Intervention de Jacques Reis

Mission d'information Sécurité sociale écologique — Réunion du 26 janvier 2022 à 17h00
Audition de Mm. William Dab professeur et titulaire de la chaire d'hygiène et sécurité du conservatoire national des arts et métiers cnam jacques reis neurologue et de Mme Sylvie Znaty professeur et titulaire de la chaire prévention des risques professionnels et environnementaux du conservatoire national des arts et métiers cnam

Jacques Reis :

La médecine environnementale est consacrée à l'application des connaissances pour prendre en charge les patients, prévenir les maladies et apprécier l'impact de l'environnement sur la santé. Elle s'inscrit dans la suite du rapport de Jean-François Mattei, auquel William Dab a participé. Le concept a donc plus de 25 ans.

Vous mettez l'accent sur les cancers et les maladies cardiovasculaires : neurologue, je tiens à rappeler la place du cerveau et des maladies neurologiques et psychiatriques, qui sont à la première place des risques que nous courons et dont les coûts sont considérables. Le rapport du programme global de détection des maladies (GDD) en atteste au niveau international.

Le cerveau est notre organe le plus complexe. S'il ne peut se développer normalement, les dégâts sont irréversibles. Les expositions touchant les femmes enceintes et les enfants peuvent avoir des conséquences sur l'adulte, avec les maladies non communicables (MNC, ou NDC en anglais). Ces maladies relèvent du concept de l'origine développementale de la santé et des maladies (DOHaD). Cela aide à comprendre la pandémie actuelle de maladies chroniques, défi pour notre système de santé.

La formation des médecins dans ce domaine est quasi inexistante aujourd'hui. Depuis le premier PSE de 2004, il y a eu très peu d'initiatives. La faculté de médecine de Strasbourg a été la première à proposer ces enseignements, il y a une dizaine d'années. Il s'y est d'ailleurs récemment tenu une réunion sur le contenu de l'enseignement en santé et médecine environnementale, j'aurais aimé que vous y participiez. Santé et médecine environnementale sont deux aspects d'un problème majeur.

Aujourd'hui, nous intervenons après le constat d'une maladie. Or, poste majeur de dépense en termes de médicaments, il y a 15 millions de personnes hypertendues en France, plus sans doute 3 millions qui ne sont pas traitées, soit au total 18 millions d'habitants sur 67 millions. Cette hypertension artérielle prédispose entre autres à des accidents vasculaires cérébraux : il y en a 150 000 cas par an, pour 40 000 décès chaque année. La cause est pourtant facile à traiter : il faut se limiter à un apport journalier de 2 grammes, contre 8 à 12 grammes par jour en moyenne pour les Français.

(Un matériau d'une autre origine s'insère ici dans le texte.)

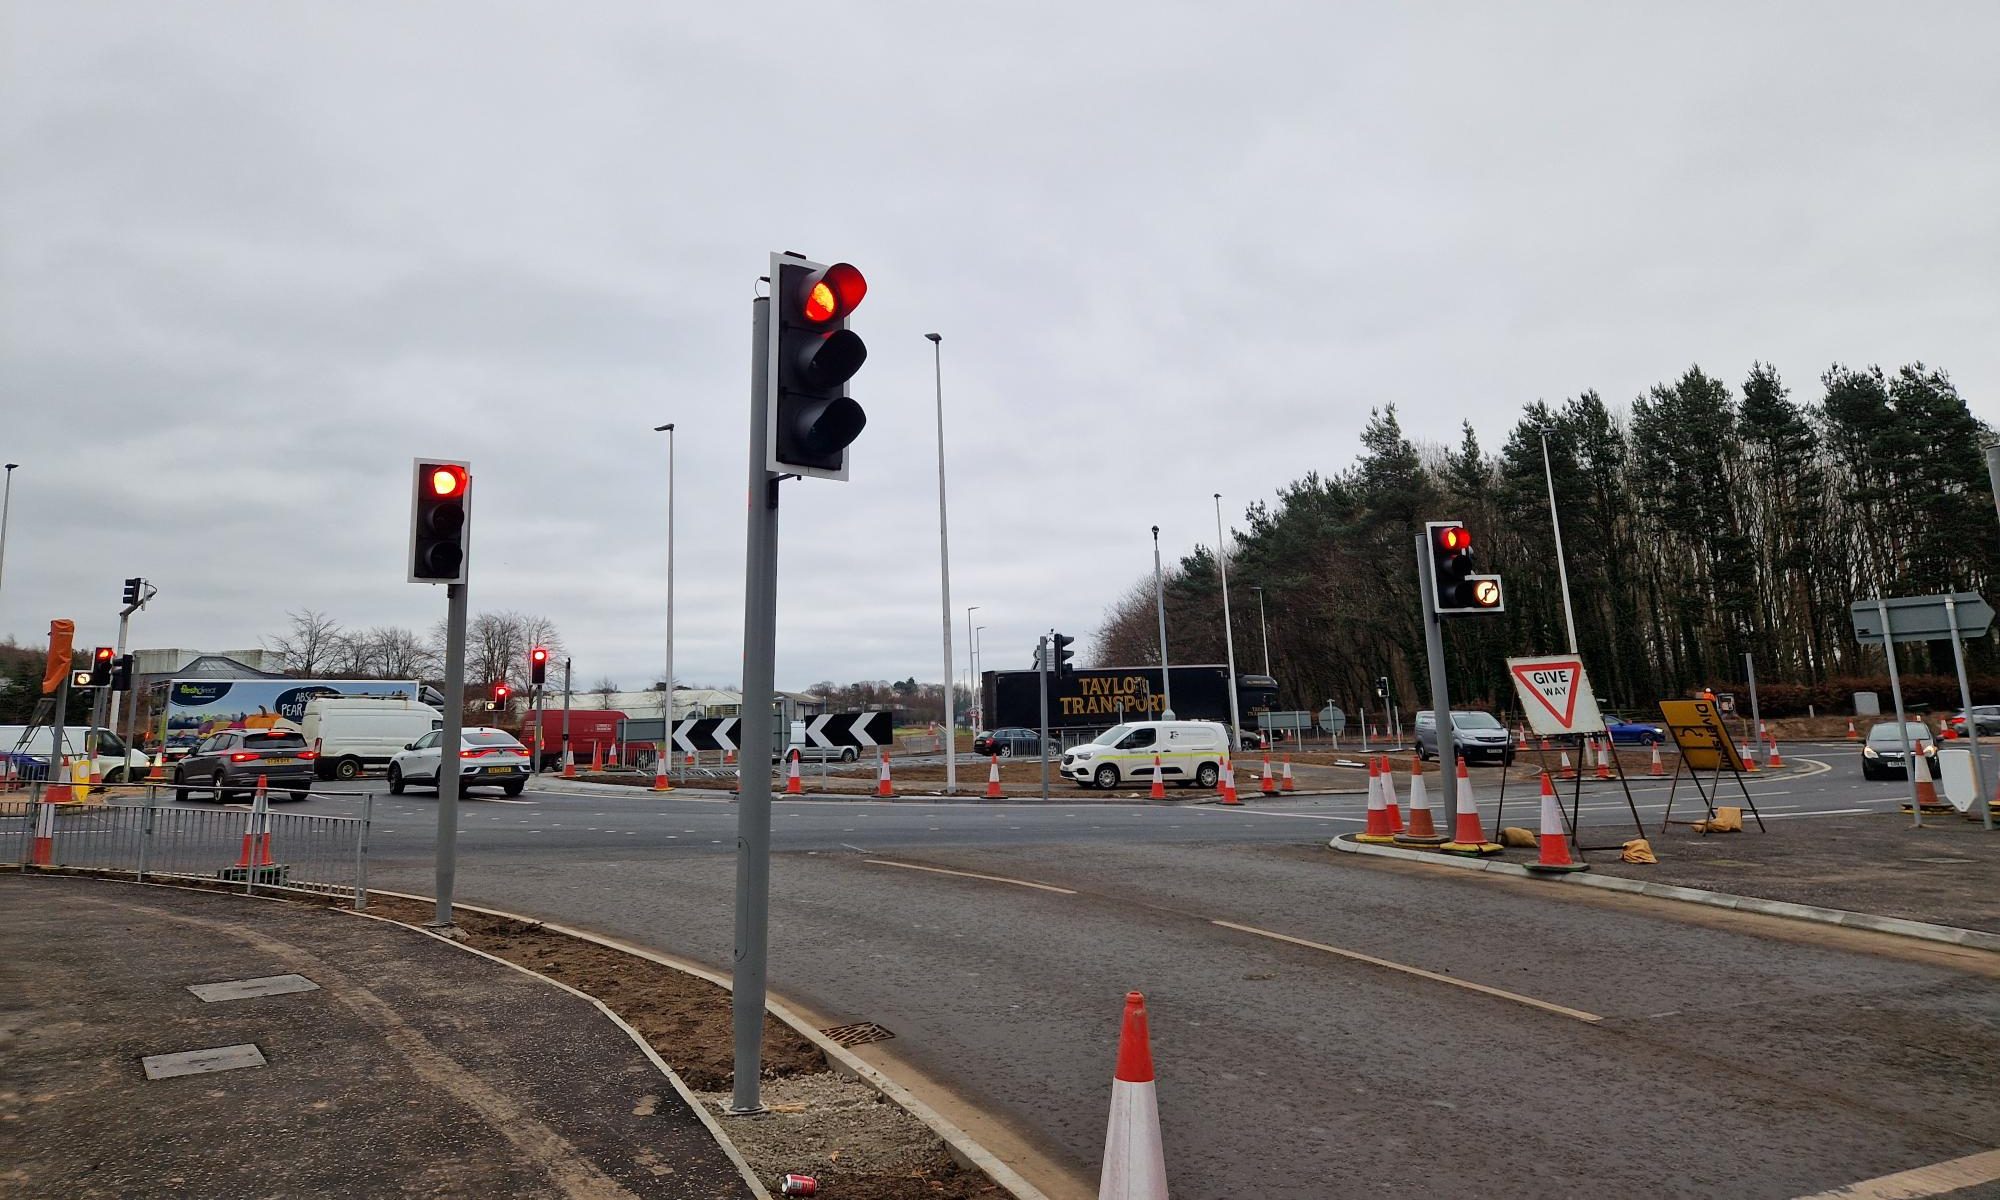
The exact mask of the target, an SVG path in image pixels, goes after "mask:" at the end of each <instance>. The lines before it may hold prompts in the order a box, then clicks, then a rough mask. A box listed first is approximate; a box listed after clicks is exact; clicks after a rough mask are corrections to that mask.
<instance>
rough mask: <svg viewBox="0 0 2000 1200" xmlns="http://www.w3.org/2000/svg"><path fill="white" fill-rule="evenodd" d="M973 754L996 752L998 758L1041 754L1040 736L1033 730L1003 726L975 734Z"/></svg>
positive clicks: (988, 755)
mask: <svg viewBox="0 0 2000 1200" xmlns="http://www.w3.org/2000/svg"><path fill="white" fill-rule="evenodd" d="M972 752H974V754H988V756H992V754H998V756H1000V758H1014V756H1016V754H1018V756H1024V758H1026V756H1030V754H1036V756H1038V754H1042V736H1040V734H1036V732H1034V730H1022V728H1004V730H990V732H982V734H976V736H974V738H972Z"/></svg>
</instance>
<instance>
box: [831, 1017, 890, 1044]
mask: <svg viewBox="0 0 2000 1200" xmlns="http://www.w3.org/2000/svg"><path fill="white" fill-rule="evenodd" d="M820 1032H822V1034H826V1036H828V1038H832V1040H836V1042H840V1044H842V1046H866V1044H868V1042H888V1040H890V1038H894V1036H896V1034H892V1032H888V1030H884V1028H882V1026H878V1024H876V1022H872V1020H858V1022H854V1024H844V1026H834V1028H830V1030H820Z"/></svg>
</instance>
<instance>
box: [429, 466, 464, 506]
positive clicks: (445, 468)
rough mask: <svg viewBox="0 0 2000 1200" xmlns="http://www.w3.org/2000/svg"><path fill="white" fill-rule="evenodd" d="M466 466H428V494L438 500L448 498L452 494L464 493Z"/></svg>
mask: <svg viewBox="0 0 2000 1200" xmlns="http://www.w3.org/2000/svg"><path fill="white" fill-rule="evenodd" d="M466 482H468V476H466V468H462V466H452V464H446V466H434V468H430V494H432V496H438V498H440V500H450V498H452V496H464V494H466Z"/></svg>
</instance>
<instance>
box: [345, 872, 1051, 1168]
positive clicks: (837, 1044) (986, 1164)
mask: <svg viewBox="0 0 2000 1200" xmlns="http://www.w3.org/2000/svg"><path fill="white" fill-rule="evenodd" d="M370 890H372V892H378V894H382V896H396V898H400V900H418V902H426V904H430V902H434V898H432V896H414V894H410V892H382V890H378V888H370ZM452 906H454V908H464V910H466V912H478V914H484V916H496V918H502V920H518V922H528V924H538V926H542V928H544V930H550V932H554V934H562V936H566V938H578V940H582V942H592V944H596V946H604V948H608V950H618V952H620V954H632V956H638V958H644V960H648V962H658V964H660V966H666V968H672V970H678V972H684V974H690V976H694V978H698V980H706V982H710V984H714V986H718V988H722V990H724V992H728V990H730V980H728V976H722V974H716V972H712V970H708V968H704V966H700V964H694V962H688V960H684V958H674V956H672V954H660V952H658V950H646V948H644V946H634V944H630V942H620V940H616V938H604V936H600V934H592V932H586V930H578V928H570V926H560V924H554V922H546V920H540V918H536V916H524V914H518V912H506V910H500V908H484V906H478V904H456V902H454V904H452ZM360 916H366V914H360ZM376 920H386V918H376ZM392 924H402V922H392ZM446 940H448V938H446ZM476 954H478V952H476ZM508 966H514V968H516V970H524V972H528V974H536V972H532V970H528V968H526V966H518V964H512V962H510V964H508ZM544 978H546V976H544ZM548 982H552V984H556V986H560V988H568V984H562V982H558V980H548ZM568 990H572V992H574V988H568ZM578 996H584V998H586V1000H590V1002H592V1004H598V1000H596V998H594V996H588V994H586V992H578ZM598 1008H600V1010H602V1012H606V1014H610V1010H608V1008H604V1004H598ZM764 1010H766V1012H770V1014H772V1016H776V1018H778V1020H782V1022H784V1024H788V1026H792V1030H794V1032H796V1034H798V1036H802V1038H806V1040H808V1042H812V1044H814V1046H818V1048H820V1052H822V1054H826V1062H828V1064H832V1066H834V1070H838V1072H840V1074H844V1076H850V1078H856V1080H862V1082H864V1084H868V1086H870V1088H874V1090H876V1092H880V1094H882V1096H886V1098H888V1100H892V1102H896V1104H900V1106H902V1110H904V1112H908V1114H910V1116H914V1118H916V1120H920V1122H924V1126H926V1128H928V1130H930V1132H932V1134H936V1136H938V1140H942V1142H944V1148H946V1152H948V1154H950V1156H952V1158H954V1160H956V1162H958V1164H960V1166H964V1168H968V1170H976V1172H982V1174H984V1176H986V1178H990V1180H992V1182H996V1184H1000V1186H1002V1188H1006V1192H1008V1194H1010V1196H1014V1200H1048V1194H1046V1192H1042V1190H1040V1188H1036V1186H1034V1184H1030V1182H1028V1180H1024V1178H1022V1176H1020V1174H1018V1172H1016V1170H1014V1168H1010V1166H1008V1164H1004V1162H1000V1158H996V1156H994V1154H992V1152H990V1150H986V1148H984V1146H980V1144H978V1142H974V1140H972V1136H970V1134H966V1132H964V1130H960V1128H958V1126H956V1124H952V1122H950V1120H946V1118H944V1116H942V1114H940V1112H936V1110H934V1108H932V1106H928V1104H924V1102H922V1100H918V1098H916V1096H914V1094H912V1092H910V1090H908V1088H904V1086H902V1084H898V1082H896V1080H892V1078H888V1076H886V1074H882V1072H880V1070H876V1068H872V1066H868V1064H866V1062H862V1060H860V1058H856V1056H854V1054H852V1052H850V1050H848V1048H846V1046H842V1044H840V1042H834V1040H832V1038H828V1036H826V1034H822V1032H820V1030H818V1028H816V1026H814V1024H812V1022H808V1020H804V1018H802V1016H798V1014H796V1012H792V1010H790V1008H788V1006H784V1004H782V1002H778V1000H766V1004H764ZM610 1016H612V1020H618V1018H616V1014H610ZM618 1024H620V1026H624V1028H626V1032H628V1034H632V1036H634V1038H636V1040H640V1044H642V1046H644V1040H642V1038H640V1036H638V1032H636V1030H632V1028H630V1026H626V1024H624V1022H622V1020H620V1022H618ZM648 1054H652V1048H650V1046H648ZM652 1058H654V1062H658V1056H656V1054H654V1056H652ZM660 1066H662V1070H666V1072H668V1078H672V1080H674V1086H676V1088H680V1090H682V1094H684V1096H686V1094H688V1092H686V1086H684V1084H682V1082H680V1076H676V1074H674V1072H672V1070H670V1068H666V1064H664V1062H662V1064H660ZM694 1108H696V1112H702V1114H704V1116H702V1120H704V1124H708V1126H710V1128H714V1130H716V1136H718V1138H722V1144H724V1148H726V1150H728V1152H730V1156H732V1158H734V1156H736V1146H734V1144H732V1142H730V1140H728V1138H726V1136H722V1132H720V1128H718V1126H716V1124H714V1120H712V1118H710V1114H706V1110H704V1108H702V1104H700V1102H694ZM758 1194H760V1196H766V1200H768V1192H764V1190H762V1186H758Z"/></svg>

Le docteur Pierre Menneton, du Centre national de la recherche scientifique (CNRS), a tenté d'attirer l'attention sur ce sujet, sans obtenir gain de cause. Le législateur devrait intervenir pour restreindre le sel ajouté dans les plats industriels. C'est un élément simple : le médecin constate les dégâts et les multiples conséquences de l'hypertension, et on peut faire de la prévention secondaire, par exemple avec un étiquetage mentionnant la quantité de sel.

Un autre exemple d'action utile du législateur serait la qualité des aliments. Ainsi, de nombreux pots pour bébés contiennent des résidus non négligeables de pesticides. Or, durant la période périnatale, il faut exposer le moins possible les enfants à des substances étrangères modifiant leur biologie, dont les perturbateurs endocriniens. À l'âge adulte, des maladies seront provoquées par cette consommation périnatale. Il en va de même pour la pollution de l'air et de l'eau : dans ces domaines, le législateur peut intervenir de façon primaire, plutôt que face à la maladie.

Votre rôle est déterminant. Une sécurité sociale préventive dépend de l'information des parties prenantes, de l'éducation des médecins et d'une action préventive qui n'est pas que secondaire, mais qui implique l'ensemble des parties prenantes. Par exemple, pour la pollution de l'air, il ne faut pas se limiter aux émissions individuelles, mais aussi inclure celles de l'industrie, de l'agriculture et des transports. Il est désespérant de constater l'existence de maladies neurodégénératives irréversibles, comme celle de Parkinson. C'est en agissant en amont qu'on pourra diminuer leur incidence.